Studies show that a significant percentage of people that suffer traumatic brain injuries have continuing problems. A study regarding mild traumatic brain injury indicates that people that suffer mild traumatic brain injuries can have adverse long term psychiatric, neurologic and psychosocial morbidities.
Traumatic brain injury survivors that have continuing problems are classified as having persistent post-concussive symptoms.
These continuing problems can consist of all or some of the following:
- Physical - Affecting how the body works
- Cognitive - Affecting how the person thinks, learns and remembers
- Emotional - Affecting how the person feels
- Behavioral - Affecting how a person acts
Continuing cognitive problems after traumatic brain injury can consist of problems with all or some of the following:
- Attention and concentration
- Processing and understanding
- Memory
- Communication
- Planning, organizing and assembling
- Reasoning, problem solving, decision making and judgment
- Controlling impulses and desires and being patient
Continuing emotional problems after traumatic brain injury can occur as the brain injury can change the way people feel or express emotions. These continuing problems can consist of the following:
- Emotional Lability - Mood swings, emotional outbursts, lack of control, lack of patience.
- Anxiety - The feeling of fear or nervousness, feeling anxious without knowing why, worry and panic attacks.
- Depression - Caused by the struggle to adjust to disability or an inability to work and interruption in one's everyday activities, can also be caused by biochemical and physical changes in the brain caused by the traumatic brain injury.
- Temper Outbursts and Irritability - A traumatic brain injury can cause frequent irritability, causing the victim to fly off the handle easily having temper outbursts.
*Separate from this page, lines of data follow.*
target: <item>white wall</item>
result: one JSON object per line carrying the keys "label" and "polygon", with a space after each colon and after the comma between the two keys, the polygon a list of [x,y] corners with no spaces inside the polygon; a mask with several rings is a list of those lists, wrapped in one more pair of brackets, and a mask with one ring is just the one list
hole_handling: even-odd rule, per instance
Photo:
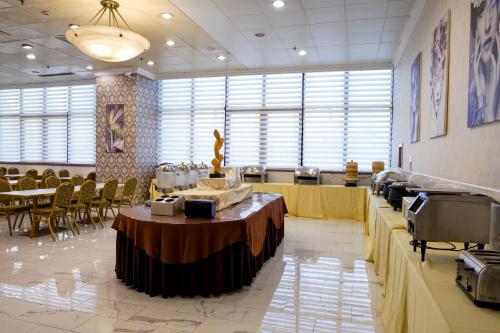
{"label": "white wall", "polygon": [[66,166],[66,165],[46,165],[46,164],[0,164],[2,167],[18,168],[20,173],[26,173],[29,169],[38,170],[38,174],[42,174],[45,169],[53,169],[56,174],[59,170],[66,169],[69,171],[71,176],[80,175],[85,177],[89,172],[95,171],[95,167],[84,167],[84,166]]}
{"label": "white wall", "polygon": [[[448,134],[430,139],[432,32],[448,9],[451,9]],[[428,0],[407,43],[403,41],[405,47],[398,53],[394,72],[393,165],[397,165],[398,145],[403,143],[404,170],[458,182],[500,200],[500,122],[467,127],[469,27],[469,0]],[[421,140],[411,144],[410,66],[419,51],[422,52]]]}

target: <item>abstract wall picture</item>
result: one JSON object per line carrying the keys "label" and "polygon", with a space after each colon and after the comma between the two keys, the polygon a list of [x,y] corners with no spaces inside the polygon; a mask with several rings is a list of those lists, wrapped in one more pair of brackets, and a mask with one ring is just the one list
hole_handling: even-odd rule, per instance
{"label": "abstract wall picture", "polygon": [[431,138],[446,135],[448,123],[448,66],[450,41],[450,11],[434,29],[431,48]]}
{"label": "abstract wall picture", "polygon": [[124,104],[106,104],[106,151],[108,153],[125,151],[124,119]]}
{"label": "abstract wall picture", "polygon": [[420,61],[422,54],[419,53],[410,68],[410,141],[420,140]]}
{"label": "abstract wall picture", "polygon": [[470,15],[467,126],[500,120],[500,0],[474,0]]}

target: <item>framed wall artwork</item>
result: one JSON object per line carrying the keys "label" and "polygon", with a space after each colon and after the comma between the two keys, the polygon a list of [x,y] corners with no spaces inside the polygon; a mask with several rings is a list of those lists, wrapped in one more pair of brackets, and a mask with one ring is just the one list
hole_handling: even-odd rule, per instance
{"label": "framed wall artwork", "polygon": [[500,120],[500,1],[474,0],[470,15],[467,126]]}
{"label": "framed wall artwork", "polygon": [[450,53],[450,11],[443,16],[432,35],[430,58],[430,134],[446,135],[448,126],[448,67]]}
{"label": "framed wall artwork", "polygon": [[106,104],[106,151],[108,153],[125,151],[124,119],[124,104]]}
{"label": "framed wall artwork", "polygon": [[410,142],[420,140],[420,67],[422,54],[419,52],[417,58],[410,67]]}

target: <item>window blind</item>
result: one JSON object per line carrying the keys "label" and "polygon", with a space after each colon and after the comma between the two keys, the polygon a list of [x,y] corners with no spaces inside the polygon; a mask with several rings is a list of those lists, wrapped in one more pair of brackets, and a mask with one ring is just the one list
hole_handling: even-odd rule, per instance
{"label": "window blind", "polygon": [[0,101],[0,160],[95,163],[94,85],[2,90]]}

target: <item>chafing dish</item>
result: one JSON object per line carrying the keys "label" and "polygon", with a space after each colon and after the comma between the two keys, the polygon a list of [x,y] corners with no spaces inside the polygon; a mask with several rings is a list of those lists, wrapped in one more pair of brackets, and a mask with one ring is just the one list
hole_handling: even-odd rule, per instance
{"label": "chafing dish", "polygon": [[266,169],[261,165],[241,168],[241,179],[247,183],[264,183],[266,175]]}
{"label": "chafing dish", "polygon": [[462,251],[455,281],[481,307],[500,307],[500,252]]}
{"label": "chafing dish", "polygon": [[189,188],[189,167],[184,163],[175,166],[175,187],[178,189]]}
{"label": "chafing dish", "polygon": [[156,169],[156,191],[170,193],[175,188],[175,167],[170,164],[160,165]]}
{"label": "chafing dish", "polygon": [[390,171],[390,170],[384,170],[372,177],[372,191],[373,193],[376,193],[377,196],[380,195],[380,191],[384,187],[384,182],[387,179],[393,179],[393,180],[403,180],[403,176],[401,173],[396,172],[396,171]]}
{"label": "chafing dish", "polygon": [[189,163],[187,165],[188,167],[188,182],[189,182],[189,187],[190,188],[195,188],[196,183],[198,182],[198,179],[200,178],[200,173],[198,172],[198,165],[194,163]]}
{"label": "chafing dish", "polygon": [[462,242],[466,249],[477,243],[484,248],[490,240],[490,220],[491,199],[464,191],[420,192],[408,207],[413,250],[420,243],[422,261],[427,242]]}
{"label": "chafing dish", "polygon": [[198,178],[207,178],[208,177],[209,167],[205,163],[201,162],[198,164]]}
{"label": "chafing dish", "polygon": [[319,168],[299,167],[295,169],[294,182],[295,184],[319,184],[321,182]]}
{"label": "chafing dish", "polygon": [[[414,197],[416,193],[410,193],[406,190],[407,187],[417,188],[418,186],[409,182],[393,182],[389,185],[389,194],[387,202],[394,210],[401,209],[403,205],[403,197]],[[384,188],[385,193],[385,188]]]}
{"label": "chafing dish", "polygon": [[491,235],[490,246],[500,251],[500,204],[491,204]]}
{"label": "chafing dish", "polygon": [[345,166],[345,186],[358,186],[358,163],[352,160]]}

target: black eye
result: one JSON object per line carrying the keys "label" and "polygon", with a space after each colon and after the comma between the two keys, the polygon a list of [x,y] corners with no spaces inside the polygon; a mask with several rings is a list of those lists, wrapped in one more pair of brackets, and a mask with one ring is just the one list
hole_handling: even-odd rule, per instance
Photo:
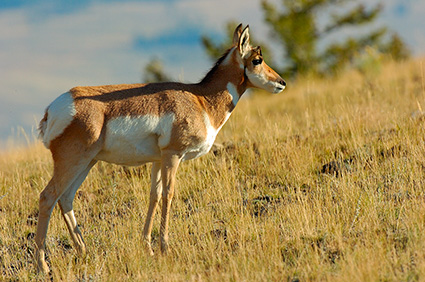
{"label": "black eye", "polygon": [[254,66],[260,65],[262,62],[263,62],[263,59],[252,60],[252,63],[254,64]]}

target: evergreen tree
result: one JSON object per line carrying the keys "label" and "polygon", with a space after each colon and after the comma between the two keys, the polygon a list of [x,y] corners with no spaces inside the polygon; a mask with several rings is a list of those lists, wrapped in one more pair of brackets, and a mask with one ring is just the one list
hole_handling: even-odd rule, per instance
{"label": "evergreen tree", "polygon": [[[230,21],[226,24],[226,41],[221,43],[215,43],[214,40],[207,36],[203,35],[201,38],[202,45],[205,48],[205,51],[207,55],[210,57],[210,59],[215,62],[218,58],[220,58],[221,55],[226,51],[227,48],[232,46],[232,40],[233,40],[233,32],[235,31],[235,27],[238,26],[239,23],[235,21]],[[255,35],[254,35],[255,36]],[[267,54],[269,54],[269,48],[264,43],[261,43],[255,39],[255,37],[250,34],[251,42],[254,42],[256,45],[261,46],[261,51],[265,56],[267,57]],[[268,60],[270,61],[270,59]],[[273,66],[270,65],[272,68]]]}
{"label": "evergreen tree", "polygon": [[170,81],[169,76],[164,72],[161,60],[153,58],[145,66],[143,83]]}
{"label": "evergreen tree", "polygon": [[[297,74],[335,74],[347,66],[355,65],[356,59],[364,57],[370,48],[388,54],[394,60],[410,57],[410,51],[396,34],[390,34],[385,27],[362,29],[356,37],[344,31],[371,26],[382,12],[383,6],[376,5],[367,9],[356,0],[281,0],[282,6],[262,0],[264,20],[270,26],[273,38],[284,49],[285,67],[278,69],[285,77]],[[319,15],[321,21],[319,22]],[[323,23],[327,19],[326,23]],[[216,43],[204,35],[202,45],[212,61],[217,60],[232,44],[233,31],[238,23],[231,21],[225,27],[226,40]],[[338,40],[330,41],[330,36],[338,35]],[[335,37],[335,36],[334,36]],[[263,54],[271,56],[270,48],[261,45]],[[318,47],[320,46],[320,48]],[[269,59],[269,62],[273,60]],[[151,60],[145,67],[145,81],[159,82],[169,80],[161,61]]]}
{"label": "evergreen tree", "polygon": [[396,61],[405,60],[410,57],[410,50],[396,33],[392,34],[389,43],[384,45],[382,49],[384,53],[389,54]]}
{"label": "evergreen tree", "polygon": [[[345,37],[340,42],[326,45],[318,51],[318,44],[328,40],[332,33],[346,27],[371,24],[382,11],[381,5],[366,9],[362,4],[349,8],[348,0],[282,0],[283,9],[267,0],[262,0],[266,22],[272,28],[274,37],[284,46],[285,60],[289,67],[287,74],[335,73],[353,62],[356,55],[366,47],[374,46],[379,51],[389,52],[395,59],[406,58],[409,51],[403,41],[394,35],[385,43],[386,28],[376,28],[359,37]],[[330,8],[343,7],[343,13],[327,12]],[[335,9],[331,9],[335,10]],[[335,10],[336,11],[336,10]],[[318,15],[326,15],[327,25],[319,27]],[[323,44],[322,44],[323,45]]]}

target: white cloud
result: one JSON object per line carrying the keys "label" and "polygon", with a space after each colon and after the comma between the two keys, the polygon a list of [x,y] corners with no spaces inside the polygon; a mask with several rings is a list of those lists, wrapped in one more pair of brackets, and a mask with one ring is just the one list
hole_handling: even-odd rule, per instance
{"label": "white cloud", "polygon": [[[401,1],[387,0],[386,5]],[[423,2],[408,2],[409,18],[391,19],[391,8],[381,18],[416,49],[425,46]],[[34,125],[31,117],[40,118],[45,106],[72,86],[140,82],[142,68],[152,56],[162,58],[166,70],[184,81],[199,80],[211,66],[199,44],[137,50],[137,37],[154,39],[193,29],[223,34],[226,22],[235,20],[250,24],[259,40],[275,42],[257,0],[93,2],[43,17],[37,14],[40,9],[0,10],[0,135],[11,126]]]}
{"label": "white cloud", "polygon": [[[210,65],[200,45],[135,50],[134,38],[161,37],[188,26],[221,32],[227,20],[239,18],[242,0],[218,2],[94,3],[43,18],[33,7],[0,11],[0,25],[8,27],[0,29],[0,131],[34,125],[28,116],[40,118],[47,104],[72,86],[140,82],[142,67],[154,55],[172,58],[164,65],[176,79],[200,79]],[[241,5],[243,13],[254,5]]]}

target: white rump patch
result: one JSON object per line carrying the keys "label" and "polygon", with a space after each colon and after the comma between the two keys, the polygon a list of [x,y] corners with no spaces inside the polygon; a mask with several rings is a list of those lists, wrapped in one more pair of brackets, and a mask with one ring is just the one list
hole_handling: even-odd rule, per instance
{"label": "white rump patch", "polygon": [[227,90],[229,91],[229,94],[232,98],[233,106],[236,107],[236,104],[238,103],[240,98],[238,90],[236,89],[236,86],[233,83],[229,82],[227,83]]}
{"label": "white rump patch", "polygon": [[123,116],[108,121],[103,150],[96,157],[112,163],[139,165],[160,159],[168,146],[174,114]]}
{"label": "white rump patch", "polygon": [[77,113],[71,93],[57,97],[47,108],[47,121],[42,124],[43,144],[47,148],[50,142],[61,135]]}

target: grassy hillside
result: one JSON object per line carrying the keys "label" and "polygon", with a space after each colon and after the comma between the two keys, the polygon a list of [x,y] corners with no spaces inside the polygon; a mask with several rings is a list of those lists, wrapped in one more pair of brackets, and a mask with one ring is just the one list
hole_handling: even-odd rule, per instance
{"label": "grassy hillside", "polygon": [[[88,254],[59,209],[54,280],[425,280],[424,60],[337,80],[300,79],[238,104],[222,148],[180,166],[168,256],[141,247],[149,169],[97,164],[74,208]],[[0,280],[37,278],[38,195],[49,152],[0,155]]]}

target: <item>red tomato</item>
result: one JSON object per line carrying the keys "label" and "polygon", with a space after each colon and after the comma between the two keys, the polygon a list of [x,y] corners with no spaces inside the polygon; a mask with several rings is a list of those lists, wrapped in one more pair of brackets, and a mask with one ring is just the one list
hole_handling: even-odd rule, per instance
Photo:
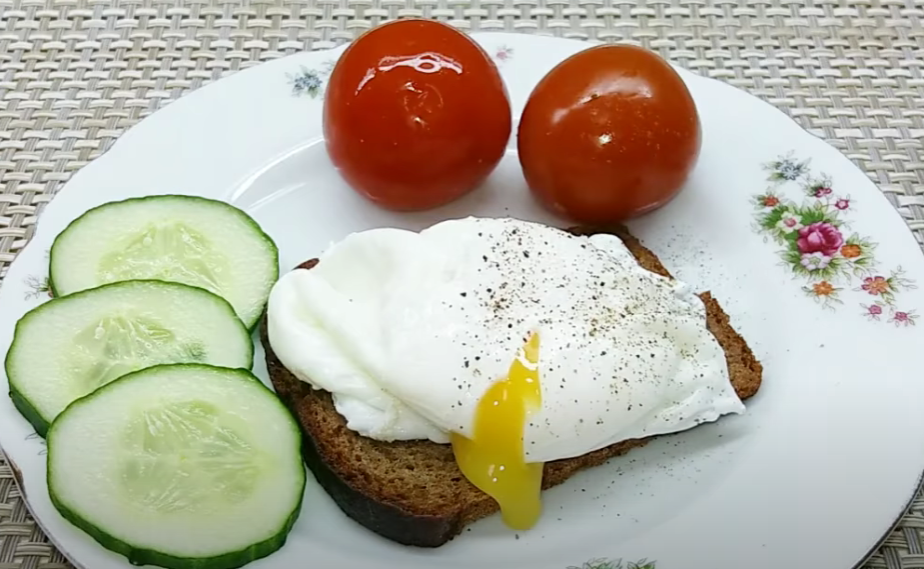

Continuing problems with social communication - The traumatic brain injury victim can experience the following on a continuing basis:
- Problems with starting and ending conversations
- Problems with staying on topic
- Having inhibiting inappropriate communication behaviors
- Interrupting people and not participating in turn taking
- Showing feelings with facial expressions
- Speaking at an inappropriate rate
Traumatic brain injury victims that suffer continuing problems should discuss these problems with the therapist they are seeing and especially with the neuropsychologist that has tested them in order to have the appropriate referrals made that will include treatment and medication.